Naturally there are regional editions of These Are Special Times, bonus tracks, and companion DVD specials featuring the beloved Celine hits, live concert performances, and big guest stars. I like the video for It's All Coming Back to Me Now and of course The Bee Gees collaboration on Immortality, but I'm still so forever tired of My Heart Will Go On and Titanic. Many may love Celine Dion or hate her international romantic saccharin, however after thirty years strong on love songs and power ballads, you always know what she is going to deliver. These Are Special Times is one of the highest selling holiday albums of all time, but the uneven sense of I see what you did there production craftedness for the commercial season leaves the holiday bells and whistles beside the point. Whether it is the English calculation from a non-native romance language speaker or the old fashioned obligation to have a B side of religious songs, at times These Are Special Times doesn't feel like a Christmas CD but a Celine Dion album with carols on it.

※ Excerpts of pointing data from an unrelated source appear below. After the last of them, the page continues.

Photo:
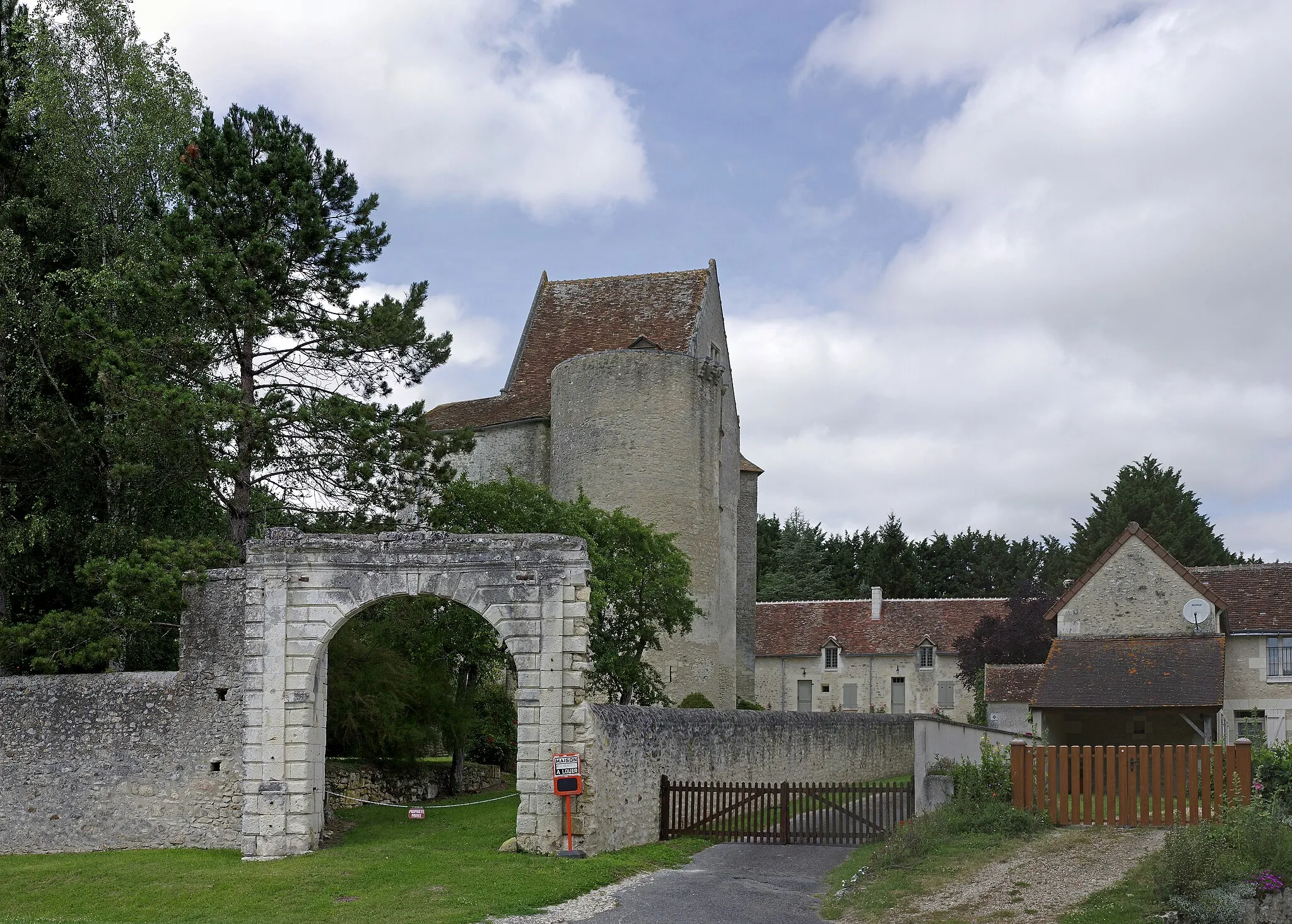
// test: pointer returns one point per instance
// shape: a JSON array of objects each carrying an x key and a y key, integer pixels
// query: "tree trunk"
[
  {"x": 239, "y": 506},
  {"x": 456, "y": 778}
]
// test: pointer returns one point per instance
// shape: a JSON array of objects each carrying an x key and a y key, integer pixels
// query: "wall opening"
[{"x": 413, "y": 682}]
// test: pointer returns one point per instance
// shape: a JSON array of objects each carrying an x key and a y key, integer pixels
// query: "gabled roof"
[
  {"x": 574, "y": 317},
  {"x": 1155, "y": 547},
  {"x": 1012, "y": 682},
  {"x": 802, "y": 627},
  {"x": 1257, "y": 597},
  {"x": 1158, "y": 672}
]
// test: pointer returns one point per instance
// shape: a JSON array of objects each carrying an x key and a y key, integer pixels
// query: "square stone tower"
[{"x": 622, "y": 388}]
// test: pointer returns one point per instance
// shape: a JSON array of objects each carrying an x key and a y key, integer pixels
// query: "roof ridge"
[
  {"x": 886, "y": 600},
  {"x": 1256, "y": 566},
  {"x": 1134, "y": 529},
  {"x": 632, "y": 276}
]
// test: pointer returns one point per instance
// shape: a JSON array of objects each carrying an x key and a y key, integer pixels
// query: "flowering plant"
[{"x": 1266, "y": 883}]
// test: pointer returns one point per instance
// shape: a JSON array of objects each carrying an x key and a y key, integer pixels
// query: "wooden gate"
[
  {"x": 1131, "y": 786},
  {"x": 784, "y": 813}
]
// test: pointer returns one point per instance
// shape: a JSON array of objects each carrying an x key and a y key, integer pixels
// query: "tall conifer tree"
[{"x": 266, "y": 252}]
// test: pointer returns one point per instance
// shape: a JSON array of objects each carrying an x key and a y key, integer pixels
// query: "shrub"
[
  {"x": 695, "y": 701},
  {"x": 1204, "y": 868},
  {"x": 1272, "y": 766},
  {"x": 982, "y": 782},
  {"x": 1193, "y": 861}
]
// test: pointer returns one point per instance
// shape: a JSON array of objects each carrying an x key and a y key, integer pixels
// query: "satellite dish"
[{"x": 1197, "y": 612}]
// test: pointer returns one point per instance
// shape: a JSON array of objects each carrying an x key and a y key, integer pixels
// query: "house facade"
[
  {"x": 866, "y": 655},
  {"x": 1150, "y": 652},
  {"x": 1009, "y": 691}
]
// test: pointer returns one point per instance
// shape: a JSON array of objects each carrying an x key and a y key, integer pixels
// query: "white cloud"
[
  {"x": 477, "y": 339},
  {"x": 1104, "y": 274},
  {"x": 446, "y": 100}
]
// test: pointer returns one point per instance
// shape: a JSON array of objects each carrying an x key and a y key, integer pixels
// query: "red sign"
[{"x": 567, "y": 766}]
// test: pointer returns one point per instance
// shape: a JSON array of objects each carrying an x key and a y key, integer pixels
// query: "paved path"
[{"x": 724, "y": 884}]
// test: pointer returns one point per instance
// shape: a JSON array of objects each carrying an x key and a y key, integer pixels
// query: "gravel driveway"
[
  {"x": 1039, "y": 882},
  {"x": 722, "y": 884}
]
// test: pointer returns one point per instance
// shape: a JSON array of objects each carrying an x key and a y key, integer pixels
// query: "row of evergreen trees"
[{"x": 800, "y": 561}]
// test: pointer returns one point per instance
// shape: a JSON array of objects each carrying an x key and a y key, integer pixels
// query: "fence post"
[
  {"x": 663, "y": 808},
  {"x": 785, "y": 813},
  {"x": 1243, "y": 747}
]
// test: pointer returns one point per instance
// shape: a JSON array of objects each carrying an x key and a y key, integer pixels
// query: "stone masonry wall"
[
  {"x": 129, "y": 760},
  {"x": 628, "y": 747},
  {"x": 414, "y": 785},
  {"x": 1135, "y": 594}
]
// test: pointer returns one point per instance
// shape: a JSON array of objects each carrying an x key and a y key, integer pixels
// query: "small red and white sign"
[{"x": 565, "y": 766}]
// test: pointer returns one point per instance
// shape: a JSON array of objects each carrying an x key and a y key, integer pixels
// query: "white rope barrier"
[{"x": 393, "y": 805}]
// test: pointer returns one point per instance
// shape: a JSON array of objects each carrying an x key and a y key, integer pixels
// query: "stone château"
[{"x": 622, "y": 387}]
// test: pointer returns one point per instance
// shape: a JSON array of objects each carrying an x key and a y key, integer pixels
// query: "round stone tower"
[{"x": 643, "y": 430}]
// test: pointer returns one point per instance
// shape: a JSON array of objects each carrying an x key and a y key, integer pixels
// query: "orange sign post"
[{"x": 568, "y": 781}]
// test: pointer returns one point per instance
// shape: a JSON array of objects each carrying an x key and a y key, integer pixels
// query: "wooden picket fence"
[
  {"x": 1131, "y": 786},
  {"x": 784, "y": 813}
]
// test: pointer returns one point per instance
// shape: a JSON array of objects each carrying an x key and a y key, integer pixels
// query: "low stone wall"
[
  {"x": 128, "y": 760},
  {"x": 118, "y": 760},
  {"x": 419, "y": 783},
  {"x": 627, "y": 749}
]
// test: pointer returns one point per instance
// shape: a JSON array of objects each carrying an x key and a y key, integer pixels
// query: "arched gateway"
[{"x": 300, "y": 588}]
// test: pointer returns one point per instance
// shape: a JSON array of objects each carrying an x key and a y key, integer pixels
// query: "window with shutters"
[
  {"x": 849, "y": 696},
  {"x": 946, "y": 694},
  {"x": 1278, "y": 658}
]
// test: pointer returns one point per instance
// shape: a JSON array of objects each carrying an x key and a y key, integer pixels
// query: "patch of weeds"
[{"x": 1128, "y": 901}]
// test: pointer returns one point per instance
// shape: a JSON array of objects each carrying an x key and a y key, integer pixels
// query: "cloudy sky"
[{"x": 975, "y": 255}]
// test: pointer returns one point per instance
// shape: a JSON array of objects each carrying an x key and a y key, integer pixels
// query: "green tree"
[
  {"x": 797, "y": 566},
  {"x": 640, "y": 579},
  {"x": 100, "y": 493},
  {"x": 1156, "y": 499},
  {"x": 265, "y": 255}
]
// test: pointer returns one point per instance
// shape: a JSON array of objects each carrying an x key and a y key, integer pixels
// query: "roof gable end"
[{"x": 1134, "y": 532}]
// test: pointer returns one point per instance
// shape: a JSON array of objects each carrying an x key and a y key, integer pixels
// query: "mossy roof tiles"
[
  {"x": 574, "y": 317},
  {"x": 1142, "y": 674},
  {"x": 802, "y": 627},
  {"x": 1012, "y": 682},
  {"x": 1257, "y": 597}
]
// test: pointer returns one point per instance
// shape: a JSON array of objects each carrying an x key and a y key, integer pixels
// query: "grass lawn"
[
  {"x": 389, "y": 868},
  {"x": 948, "y": 857},
  {"x": 1128, "y": 901}
]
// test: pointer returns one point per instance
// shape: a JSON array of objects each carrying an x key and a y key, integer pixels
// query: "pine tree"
[
  {"x": 266, "y": 250},
  {"x": 1155, "y": 498}
]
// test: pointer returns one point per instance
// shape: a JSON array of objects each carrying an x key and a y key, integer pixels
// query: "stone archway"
[{"x": 303, "y": 587}]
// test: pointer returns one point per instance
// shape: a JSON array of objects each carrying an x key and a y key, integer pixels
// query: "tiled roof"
[
  {"x": 802, "y": 627},
  {"x": 1257, "y": 597},
  {"x": 583, "y": 315},
  {"x": 1163, "y": 672},
  {"x": 1012, "y": 682},
  {"x": 1132, "y": 530}
]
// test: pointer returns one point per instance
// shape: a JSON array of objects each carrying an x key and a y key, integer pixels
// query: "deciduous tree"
[{"x": 640, "y": 578}]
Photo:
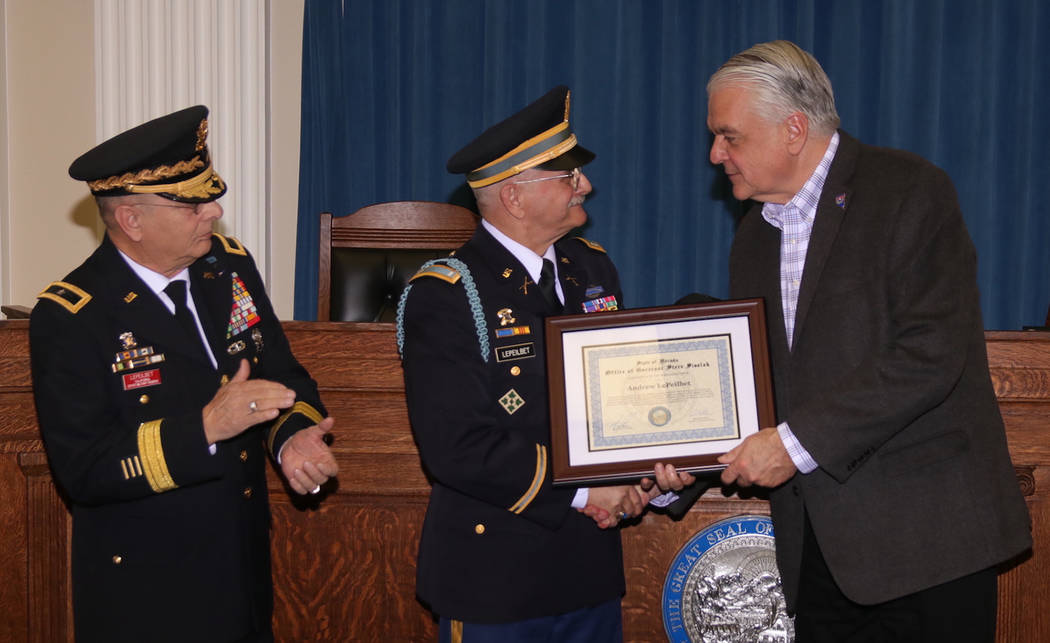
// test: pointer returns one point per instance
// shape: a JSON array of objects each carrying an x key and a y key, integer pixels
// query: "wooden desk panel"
[{"x": 344, "y": 563}]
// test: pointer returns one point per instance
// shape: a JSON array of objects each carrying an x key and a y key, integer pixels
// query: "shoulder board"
[
  {"x": 589, "y": 244},
  {"x": 438, "y": 270},
  {"x": 66, "y": 295},
  {"x": 231, "y": 245}
]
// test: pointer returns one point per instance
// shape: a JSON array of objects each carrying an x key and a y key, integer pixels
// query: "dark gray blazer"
[{"x": 886, "y": 384}]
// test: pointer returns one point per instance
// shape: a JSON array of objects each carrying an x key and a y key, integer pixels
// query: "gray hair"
[{"x": 785, "y": 79}]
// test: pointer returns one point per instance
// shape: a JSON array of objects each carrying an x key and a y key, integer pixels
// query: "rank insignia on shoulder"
[
  {"x": 590, "y": 244},
  {"x": 515, "y": 330},
  {"x": 231, "y": 245},
  {"x": 602, "y": 304},
  {"x": 443, "y": 272},
  {"x": 511, "y": 401},
  {"x": 66, "y": 295}
]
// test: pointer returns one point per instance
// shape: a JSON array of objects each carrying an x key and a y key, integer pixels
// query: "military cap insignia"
[
  {"x": 511, "y": 401},
  {"x": 590, "y": 244},
  {"x": 244, "y": 314},
  {"x": 441, "y": 271},
  {"x": 66, "y": 295},
  {"x": 231, "y": 245}
]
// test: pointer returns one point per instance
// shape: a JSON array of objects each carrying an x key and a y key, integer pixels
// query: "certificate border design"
[
  {"x": 571, "y": 464},
  {"x": 599, "y": 440}
]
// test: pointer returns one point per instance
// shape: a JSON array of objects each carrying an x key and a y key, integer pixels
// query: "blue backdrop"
[{"x": 391, "y": 88}]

Unfamiliar new compositions make it tough to sing a long and the holiday focus wavers. Thankfully, the reverent powerhouse performances and hit holiday singles carry These Are Special Times. There's simply no denying Celine Dion's voice is meant for the sentimentality of the season, so pick and choose your favorites from These Are Special Times for a sophisticated holiday dinner party or a romantic December evening.